Since 2013, BEAM Community hosts relevant Erlang and Elixir projects, making it easier to participate in the Google Summer of Code (GSoC) (and similar initiatives), giving interested students a wide range of projects to choose from.
BEAM Community has been accepted again in 2017 as a GSoC mentoring organisation. This year, nine projects have been accepted:
- For Lasp:
- A Biparite Proposal for Lasp’s Lacking Documentation by Matt Wiese
- Implementing a Real World Application in the Lasp Programming Language by goncalotomas
- For Erlang:
- ETS support for Erlang Lab by Kacper Mentel
- For Elixir:
- A code formatter for Elixir by alexjiao
- Language Server Protocol implementation for Elixir by Nishith Kumar Shah
- For Barrel:
- Implementation of a RabbitMQ Plugin for BarrelDB by Tah Teche Tende
- For Zotonic:
- Port Zotonic Shell Scripts to Erlang EScript by Blaise M.
- For ejabberd:
- Ejabberd support for “let’s encrypt” ACME protocol by Konstantinos Kallas
- Server-to-Server stream management support for ejabberd by Anna Mukharram
You can find more details about these projects here, but first lets look at the ejabberd projects.

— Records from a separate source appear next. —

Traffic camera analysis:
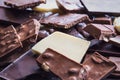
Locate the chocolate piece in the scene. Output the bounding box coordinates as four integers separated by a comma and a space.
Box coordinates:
56, 0, 84, 12
40, 13, 89, 29
0, 19, 40, 58
92, 17, 112, 25
4, 0, 46, 9
109, 57, 120, 75
37, 49, 86, 80
84, 24, 115, 42
0, 50, 39, 80
83, 52, 116, 80
0, 26, 22, 57
0, 7, 42, 25
80, 0, 120, 15
109, 35, 120, 47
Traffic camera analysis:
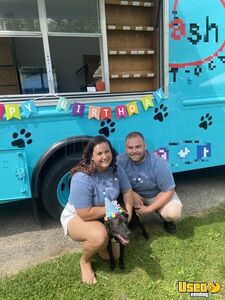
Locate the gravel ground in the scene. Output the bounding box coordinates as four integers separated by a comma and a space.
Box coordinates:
0, 167, 225, 277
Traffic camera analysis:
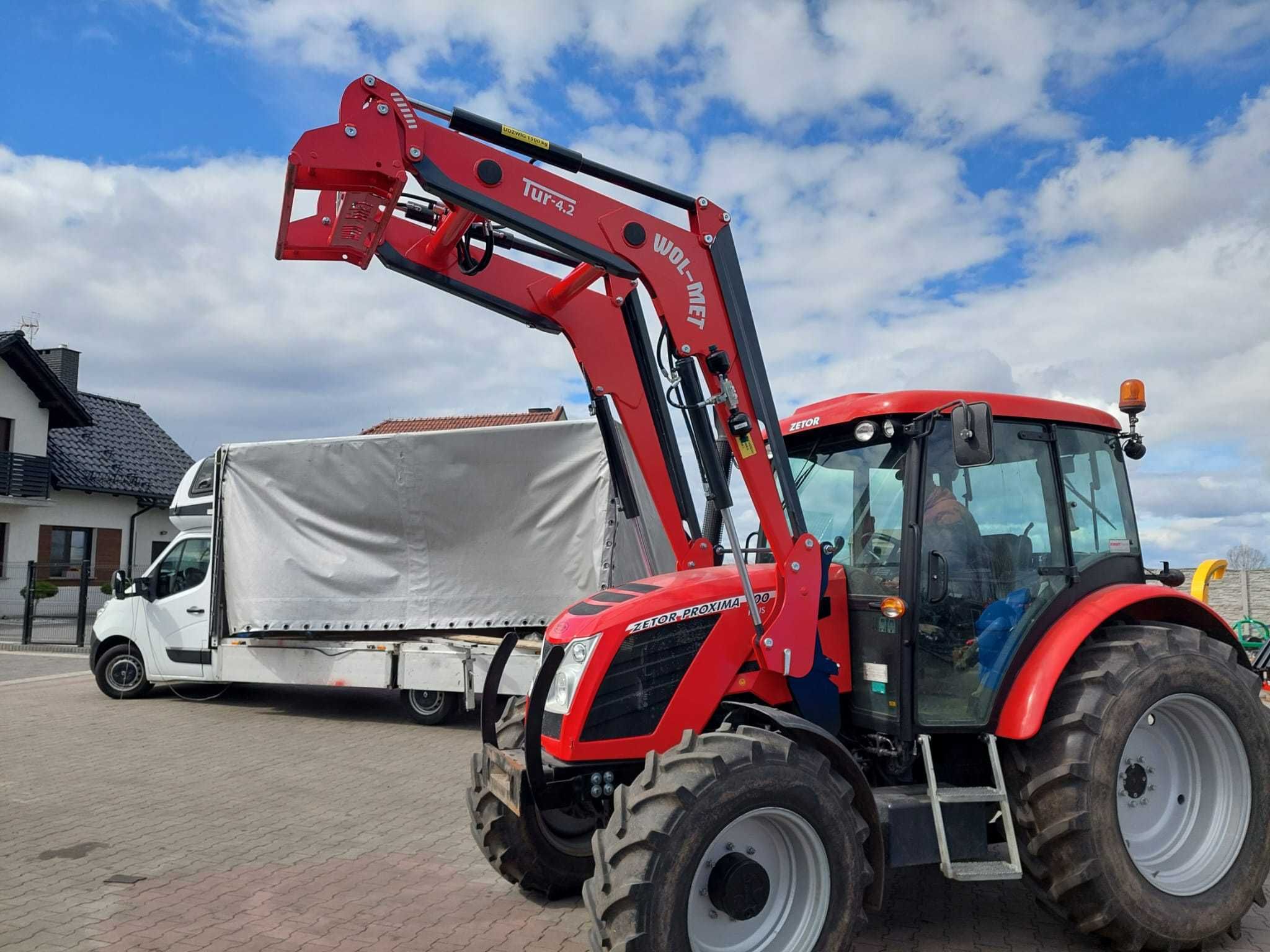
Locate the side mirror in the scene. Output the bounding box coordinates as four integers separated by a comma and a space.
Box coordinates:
132, 575, 155, 602
951, 403, 996, 469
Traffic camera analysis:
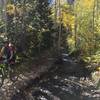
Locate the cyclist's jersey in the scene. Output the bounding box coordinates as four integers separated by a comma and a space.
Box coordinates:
3, 47, 11, 60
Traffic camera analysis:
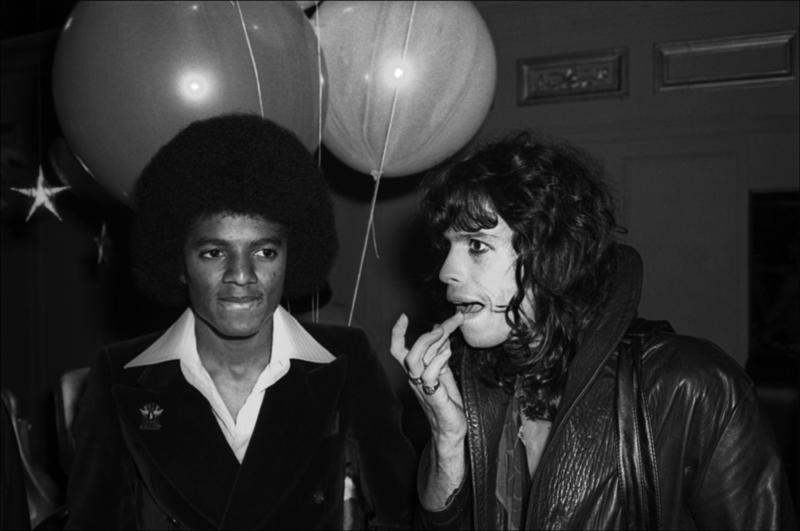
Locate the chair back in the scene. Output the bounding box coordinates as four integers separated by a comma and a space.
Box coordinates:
0, 388, 61, 528
55, 367, 89, 474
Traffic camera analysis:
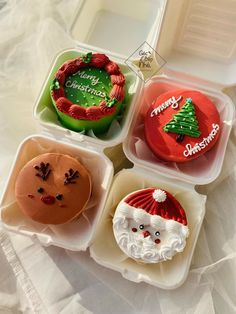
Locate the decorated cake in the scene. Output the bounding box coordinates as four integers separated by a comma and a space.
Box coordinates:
15, 153, 91, 224
113, 188, 189, 263
51, 52, 125, 134
144, 89, 221, 162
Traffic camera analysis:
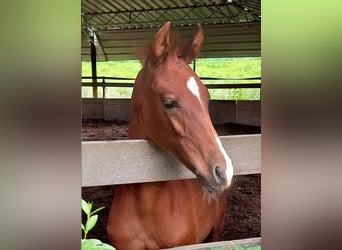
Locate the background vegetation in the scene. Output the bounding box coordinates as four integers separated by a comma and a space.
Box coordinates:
82, 57, 261, 100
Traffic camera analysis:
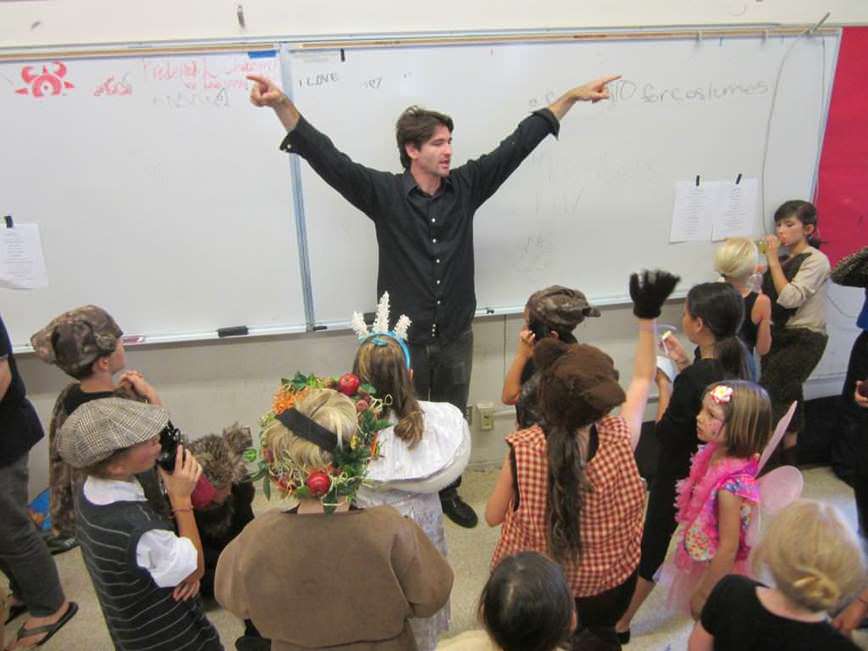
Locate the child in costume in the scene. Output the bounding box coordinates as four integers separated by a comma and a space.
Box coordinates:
714, 237, 772, 382
688, 500, 865, 651
616, 282, 748, 644
215, 374, 453, 651
760, 200, 831, 464
58, 398, 223, 651
501, 285, 600, 429
485, 271, 678, 647
437, 552, 576, 651
187, 423, 261, 648
353, 293, 470, 651
30, 305, 169, 540
663, 381, 772, 618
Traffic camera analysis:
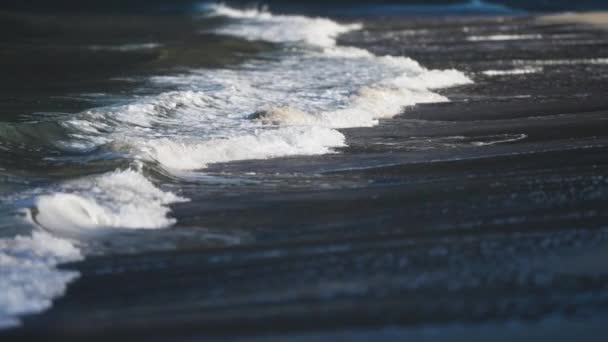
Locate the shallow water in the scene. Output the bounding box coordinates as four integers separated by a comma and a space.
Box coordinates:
0, 0, 608, 339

Support for “let’s encrypt” ACME protocol
The Automatic Certificate Management Environment (ACME) protocol is a communications protocol for automating interactions between certificate authorities and their users’ web servers, allowing the automated deployment of public key infrastructure at very low cost. Supporting this protocol will reduce the complexity of acquiring certificates for TLS encryption, via the “Let’s encrypt” certificate authority.

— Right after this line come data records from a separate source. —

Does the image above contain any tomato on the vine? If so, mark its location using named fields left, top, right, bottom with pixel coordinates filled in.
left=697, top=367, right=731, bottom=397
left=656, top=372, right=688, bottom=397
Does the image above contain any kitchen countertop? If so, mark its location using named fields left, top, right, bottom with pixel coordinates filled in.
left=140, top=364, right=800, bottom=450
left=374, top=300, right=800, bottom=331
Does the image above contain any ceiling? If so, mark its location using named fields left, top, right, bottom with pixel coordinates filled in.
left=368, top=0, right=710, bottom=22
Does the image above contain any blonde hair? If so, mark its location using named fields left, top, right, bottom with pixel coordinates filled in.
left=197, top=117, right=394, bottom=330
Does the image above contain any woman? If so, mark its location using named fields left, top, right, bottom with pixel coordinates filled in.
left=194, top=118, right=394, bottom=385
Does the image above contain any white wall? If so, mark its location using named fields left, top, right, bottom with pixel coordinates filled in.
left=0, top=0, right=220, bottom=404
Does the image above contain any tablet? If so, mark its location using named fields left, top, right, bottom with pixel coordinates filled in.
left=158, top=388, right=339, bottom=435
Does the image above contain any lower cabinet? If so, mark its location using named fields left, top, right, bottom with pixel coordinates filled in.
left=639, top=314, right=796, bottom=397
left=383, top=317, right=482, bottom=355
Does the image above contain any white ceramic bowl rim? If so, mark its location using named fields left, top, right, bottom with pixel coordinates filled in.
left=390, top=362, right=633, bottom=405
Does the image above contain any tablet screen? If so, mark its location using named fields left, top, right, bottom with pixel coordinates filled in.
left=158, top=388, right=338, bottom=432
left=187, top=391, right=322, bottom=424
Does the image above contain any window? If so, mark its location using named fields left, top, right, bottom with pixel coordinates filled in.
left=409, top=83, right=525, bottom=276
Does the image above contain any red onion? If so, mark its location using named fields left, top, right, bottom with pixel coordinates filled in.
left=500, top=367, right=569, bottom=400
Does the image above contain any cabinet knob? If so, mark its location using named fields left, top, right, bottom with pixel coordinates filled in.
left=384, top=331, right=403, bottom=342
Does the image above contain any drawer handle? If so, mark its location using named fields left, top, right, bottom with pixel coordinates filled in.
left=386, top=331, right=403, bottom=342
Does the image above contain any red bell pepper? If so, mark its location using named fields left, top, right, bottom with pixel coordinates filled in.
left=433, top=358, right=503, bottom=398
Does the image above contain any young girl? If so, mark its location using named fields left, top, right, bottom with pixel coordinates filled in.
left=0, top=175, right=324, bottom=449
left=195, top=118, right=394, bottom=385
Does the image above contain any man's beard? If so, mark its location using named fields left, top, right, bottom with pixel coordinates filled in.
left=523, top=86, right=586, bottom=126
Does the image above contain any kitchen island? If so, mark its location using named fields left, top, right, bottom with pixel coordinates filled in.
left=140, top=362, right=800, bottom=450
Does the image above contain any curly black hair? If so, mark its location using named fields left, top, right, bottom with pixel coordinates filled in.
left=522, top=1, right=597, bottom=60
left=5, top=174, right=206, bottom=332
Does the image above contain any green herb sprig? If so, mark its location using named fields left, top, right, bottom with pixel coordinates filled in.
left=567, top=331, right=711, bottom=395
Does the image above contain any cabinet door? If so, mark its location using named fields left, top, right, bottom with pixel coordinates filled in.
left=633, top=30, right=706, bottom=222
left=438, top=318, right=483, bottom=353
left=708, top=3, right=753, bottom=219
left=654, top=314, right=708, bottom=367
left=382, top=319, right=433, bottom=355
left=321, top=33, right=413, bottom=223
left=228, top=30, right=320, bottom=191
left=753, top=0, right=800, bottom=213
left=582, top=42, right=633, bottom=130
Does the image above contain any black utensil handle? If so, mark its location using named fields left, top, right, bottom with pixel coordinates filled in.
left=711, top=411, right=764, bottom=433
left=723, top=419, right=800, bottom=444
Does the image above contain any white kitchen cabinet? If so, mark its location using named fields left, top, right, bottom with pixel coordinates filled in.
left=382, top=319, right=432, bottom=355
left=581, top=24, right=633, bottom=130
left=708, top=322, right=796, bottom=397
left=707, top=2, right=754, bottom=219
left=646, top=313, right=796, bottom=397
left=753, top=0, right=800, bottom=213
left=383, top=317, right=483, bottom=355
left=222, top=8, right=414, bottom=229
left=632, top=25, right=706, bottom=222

The final goal of this project is for ejabberd to fully support the ACME protocol and thus provide an easy and cheap way of acquiring security certificates. This project is executed by Konstantinos Kallas, mentored by Evgeny Khramtsov from ProcessOne.

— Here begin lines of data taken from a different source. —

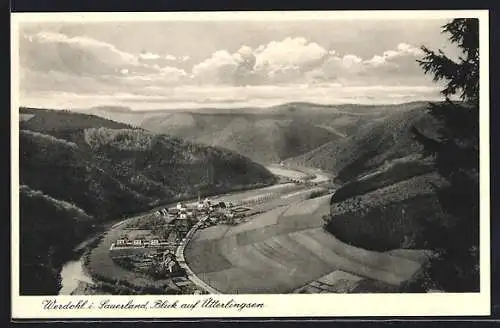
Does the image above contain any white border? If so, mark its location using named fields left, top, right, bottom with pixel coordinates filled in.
left=11, top=10, right=491, bottom=319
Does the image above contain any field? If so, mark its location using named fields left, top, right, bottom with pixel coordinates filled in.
left=185, top=195, right=428, bottom=293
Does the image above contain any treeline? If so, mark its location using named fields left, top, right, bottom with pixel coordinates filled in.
left=19, top=110, right=276, bottom=295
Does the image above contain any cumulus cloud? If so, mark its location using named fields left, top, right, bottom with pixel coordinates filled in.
left=20, top=31, right=434, bottom=105
left=19, top=31, right=187, bottom=91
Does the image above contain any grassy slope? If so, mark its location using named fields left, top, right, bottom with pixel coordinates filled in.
left=19, top=109, right=275, bottom=293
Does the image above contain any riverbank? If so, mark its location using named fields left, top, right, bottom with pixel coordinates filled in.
left=58, top=179, right=278, bottom=295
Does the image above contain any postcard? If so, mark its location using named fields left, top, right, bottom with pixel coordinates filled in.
left=11, top=10, right=490, bottom=319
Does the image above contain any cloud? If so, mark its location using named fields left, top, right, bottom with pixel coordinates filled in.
left=192, top=37, right=333, bottom=85
left=19, top=31, right=187, bottom=92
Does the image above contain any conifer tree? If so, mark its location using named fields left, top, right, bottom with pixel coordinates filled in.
left=413, top=18, right=479, bottom=292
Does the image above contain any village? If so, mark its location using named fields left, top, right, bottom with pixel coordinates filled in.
left=109, top=198, right=250, bottom=287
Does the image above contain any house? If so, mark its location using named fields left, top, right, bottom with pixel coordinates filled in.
left=168, top=208, right=180, bottom=215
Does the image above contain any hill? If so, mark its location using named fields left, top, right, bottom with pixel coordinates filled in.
left=19, top=109, right=275, bottom=294
left=314, top=101, right=479, bottom=292
left=81, top=103, right=410, bottom=164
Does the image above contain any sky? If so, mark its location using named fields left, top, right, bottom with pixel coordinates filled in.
left=19, top=19, right=458, bottom=110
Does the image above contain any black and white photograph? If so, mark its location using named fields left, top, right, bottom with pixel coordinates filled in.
left=9, top=9, right=489, bottom=318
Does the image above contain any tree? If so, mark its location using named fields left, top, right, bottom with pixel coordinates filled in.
left=413, top=18, right=479, bottom=292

Server-to-Server stream management support
The goal of this project is to implement XEP-0198 for server-to-server communication in ejabberd. This extension allows to request stanza acknowledgement and quickly resume session. Any messages that were not delivered over previous connection will be retransmitted during session resumption without duplication. This project is executed by Anna Mukharram, mentored by Holger Weiß, an experienced ejabberd & XMPP developer.
Google Summer of Code
ProcessOne is committed to grow the interest of student developers in XMPP, ejabberd and real-time technologies. Through initiatives like the BEAM Community and GSoC involvement, we can have bigger and more positive impact, as well as bring valuable improvements to existing projects.